Parmi eux, David Cormand, eurodéputé et secrétaire national d’Europe Ecologie-les Verts (EE-LV), et Eric Coquerel, député insoumis (LFI), sont venus se faire secouer en participant à une conférence organisée par Attac, autour des «voies de l’émancipation, de l’échelon municipal à l’international».

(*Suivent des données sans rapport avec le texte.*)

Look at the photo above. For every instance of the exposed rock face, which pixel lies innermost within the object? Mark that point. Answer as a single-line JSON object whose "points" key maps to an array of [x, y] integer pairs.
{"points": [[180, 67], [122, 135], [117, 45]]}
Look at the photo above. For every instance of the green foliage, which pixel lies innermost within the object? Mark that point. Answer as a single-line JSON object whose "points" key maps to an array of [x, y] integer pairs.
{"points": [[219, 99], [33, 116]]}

Un thème vite dépassé au moment des échanges avec le public, quand les interventions se sont concentrées sur le rôle des responsables politiques dans la transition vers cet «autre monde» que le contre-sommet appelle de ses vœux. «Il faut réussir à s’accorder entre forces de gauche. Mais le leadership des partis et leur système pyramidal, c’est terminé !» tonne une participante. «Vous vous en êtes pris plein la tête», résume un autre, avant de suggérer aux élus sur scène de démissionner pour laisser place à un système de tirage au sort.

«Prêcheurs de vérité»

Olivier Besancenot, toujours porte-parole du NPA et invité de dernière minute à la conférence, se dévoue pour répondre :

«Je ne suis plus candidat à rien, sinon à la révolution, mais je suis venu plaider de l’intérêt de la politique pour avancer sur les grands enjeux auxquels on est confrontés aujourd’hui. Et dans ce lieu, on a l’occasion de discuter vraiment, en s’extrayant de l’agenda minuté de la République.»

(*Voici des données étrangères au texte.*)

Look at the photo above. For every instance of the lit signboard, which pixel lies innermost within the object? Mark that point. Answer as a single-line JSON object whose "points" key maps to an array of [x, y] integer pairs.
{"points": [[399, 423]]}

A la sortie de la salle de conférence, quelques militants fulminent. «Ils ont été secoués, et c’est tant mieux. Qu’est-ce que c’est que cette idée d’organiser leur université d’été [du 22 au 25 août pour LFI, et du 22 au 24 pour EE-LV] en même temps que le contre-G7, puis d’y venir pour prôner l’unité ?» s’agace Marie.

Bernard, venu d’Aix-en-Provence, ne trouve à l’inverse «aucun inconvénient» à leur présence. «Je pense qu’en tant que militant d’Attac depuis vingt ans, je fais de la politique. Et pour faire avancer nos idées, il faut des unions. Les événements de ce type sont des bonnes occasions de discuter ensemble.»

Plus loin, Pierre, la soixantaine, approuve la venue de quelques élus. Mais «à la condition qu’ils sachent apprendre des autres mouvements sociaux sans rester dans leur posture de prêcheurs de vérité, précise-t-il. Ils viennent de nous faire un exercice vertueux d’union mais je doute de sa pérennité».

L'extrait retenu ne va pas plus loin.